In the second part of the dissertation, the focus was on the use of machine learning as a predictive tool for water quality parameters, but also to find patterns and physical/ chemical characteristics in the dataset. Self-Organizing Maps (SOM) within the SuSi framework was used for this purpose. SOM is a machine learning technique that is commonly used in unsupervised training, where the goal is to find patterns and underlying structures of an unlabeled dataset. SuSi, uses the output of the unsupervised training as input in a supervised training step, where the final output is used for predictions. As a proof-of-concept the technique was used with an EPA dataset and showed some promise in its predictive capabilities evaluated mostly by the coefficient of determination (R2 score). The results showed that the trained model represented about 40-80% (with only nitrogen R2 scores near 70-80%) of the data. In a separate set of runs the hyperparameters were tuned in an attempt to improve the model training but yielded similar results. The final proof-of-concept experiment was to test if a model can be trained using two parameters to predict all the others in the set, with the goal of creating a tool to reduce the time and cost of sample collection. This experiment yielded similar results, but with slightly lower R2 scores, proving that this approach provides the means of substituting field work.
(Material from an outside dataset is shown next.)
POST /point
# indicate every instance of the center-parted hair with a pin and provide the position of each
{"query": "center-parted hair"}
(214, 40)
In the final part of the project, SOM was used on the PPL dataset. In an effort to improve the training process, metadata from the sampling expeditions were included within the data matrix. Both spatial and temporal information was included in the data matrix where every profile data point was used in the training process instead of averaging into single values. After hyperparameters were tuned, the R2 scores of the models went above 80%, yielding the best results in the predictive performance. Multi-linear regression and random forest regression were also used to compare machine learning and statistical models.